Die Studie, die vor der Veröffentlichung von unabhängigen Experten begutachtet worden war, nutzte die Angaben von 400 Personen. Sie hatten sich während der Lockdowns der Jahre 2020 und 2021 auf der Plattform poetryandcovidarchive.com registriert. Etwas mehr als die Hälfte der Befragten gab an, dass ihnen das Lesen und/oder Schreiben von Gedichten geholfen habe, mit ihren Gefühlen von Einsamkeit und Isolation besser umzugehen. Unter jenen Befragten, denen Poesie auf diese Weise half, mit Gefühlen von Angst und Depression umzugehen (knapp 50 Prozent), fühlten sich 34 Prozent „weniger ängstlich“, 24 Prozent fühlten sich besser in der Lage, „mit meinen Problemen umzugehen“. Die restlichen Prozentpunkte entfielen in der Studie auf Hilfe durch die Poesie im Trauerfall und bei anhaltenden psychischen Gesundheitsproblemen.

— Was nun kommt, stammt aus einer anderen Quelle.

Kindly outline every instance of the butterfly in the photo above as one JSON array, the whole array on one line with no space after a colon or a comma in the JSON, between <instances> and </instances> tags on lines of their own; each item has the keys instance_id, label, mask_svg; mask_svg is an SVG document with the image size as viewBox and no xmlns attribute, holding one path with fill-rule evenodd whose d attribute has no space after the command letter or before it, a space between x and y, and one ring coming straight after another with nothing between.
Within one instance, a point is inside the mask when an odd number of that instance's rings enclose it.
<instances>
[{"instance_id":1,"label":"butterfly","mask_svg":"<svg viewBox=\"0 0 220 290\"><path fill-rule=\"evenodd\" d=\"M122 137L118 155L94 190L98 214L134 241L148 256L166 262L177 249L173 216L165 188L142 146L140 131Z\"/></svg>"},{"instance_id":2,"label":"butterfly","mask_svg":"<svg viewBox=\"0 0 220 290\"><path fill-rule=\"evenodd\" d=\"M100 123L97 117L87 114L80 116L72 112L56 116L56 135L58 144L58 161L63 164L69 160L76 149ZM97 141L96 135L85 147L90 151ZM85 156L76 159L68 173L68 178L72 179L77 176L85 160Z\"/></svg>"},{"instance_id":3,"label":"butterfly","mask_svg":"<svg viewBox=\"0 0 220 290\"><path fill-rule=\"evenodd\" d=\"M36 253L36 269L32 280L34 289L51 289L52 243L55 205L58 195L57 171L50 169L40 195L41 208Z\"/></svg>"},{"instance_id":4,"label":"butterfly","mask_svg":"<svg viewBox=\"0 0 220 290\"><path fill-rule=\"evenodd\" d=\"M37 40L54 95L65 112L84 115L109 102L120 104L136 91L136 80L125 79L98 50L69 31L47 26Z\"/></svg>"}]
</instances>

Abgesteckter Fokus wurde untersucht

Die Autoren räumen allerdings ein, dass die Ergebnisse keine völlige Neuigkeit seien. Der positive Wert von Lesen und Schreiben von Gedichten auf die Gesundheit sei seit den 1980er-Jahren klar belegt worden. Die aktuelle Untersuchung nutzte aber den abgesteckten Fokus durch die Lockdowns. Das Schreiben von Gedichten habe in dieser speziellen Situation einen doppelten Nutzen deutlich gezeigt: Trost zu finden durch Gleichgesinnte, aber auch in der Sprache. Die Nutzung des literarischen Genres habe gleichzeitig einen Blick von außen auf die Pandemie ermöglicht.